From Explore Logging in Swift: Essential for troubleshooting
Essential state transitions during SourceKit-LSP’s execution that allow use to determine what interactions the user performed. These logs will most likely be included in diagnose bundles from sourcekit-lsp diagnose and should help us solve most problems.
Examples:
- The user sends an LSP request
- Indexing of a file starts or finishes
- New build settings for a file have been computed
- Responses from sourcekitd
Info
From Explore Logging in Swift: Helpful but not essential for troubleshooting (not persisted, logged to memory)

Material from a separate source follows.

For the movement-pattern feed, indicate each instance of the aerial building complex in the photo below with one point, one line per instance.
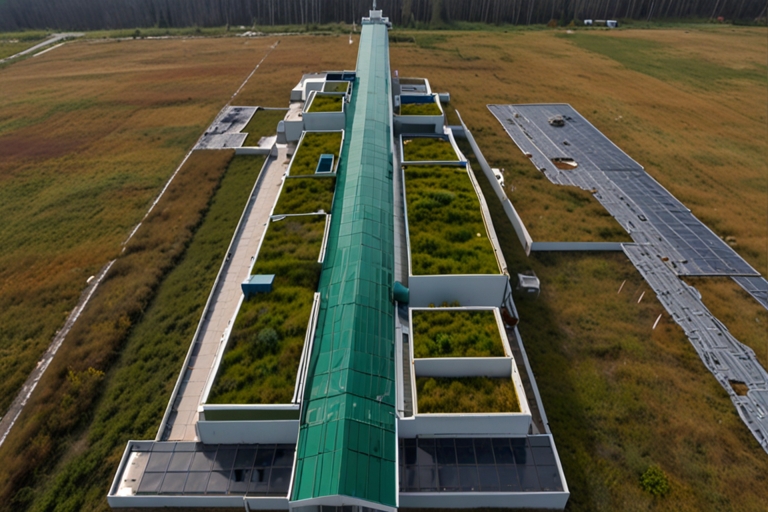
(365, 265)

Internal state transitions that are helpful. If eg. a request fails and it’s not immediately obvious at which it failed, these should help us narrow down the code that it failed in. These messages might be missing from the logs generated by sourcekit-lsp diagnose and should not generally be needed to fix issues
Examples:
- Requests sent to
sourcekitdorclangd - Logging the main file for a header file
Debug
From Explore Logging in Swift: Useful only during debugging (only logged during debugging)
Log messages that are useful eg. when debugging a test failure but that is not needed for diagnosing most real-world issues, like detailed information about when a function starts executing to diagnose race conditions.
Examples:
- Tasks start and finish executing in
TaskScheduler
Log messages
Log messages should resemble English sentences and start with an uppercase letter. If the log is a single sentence it should not have a period at its end.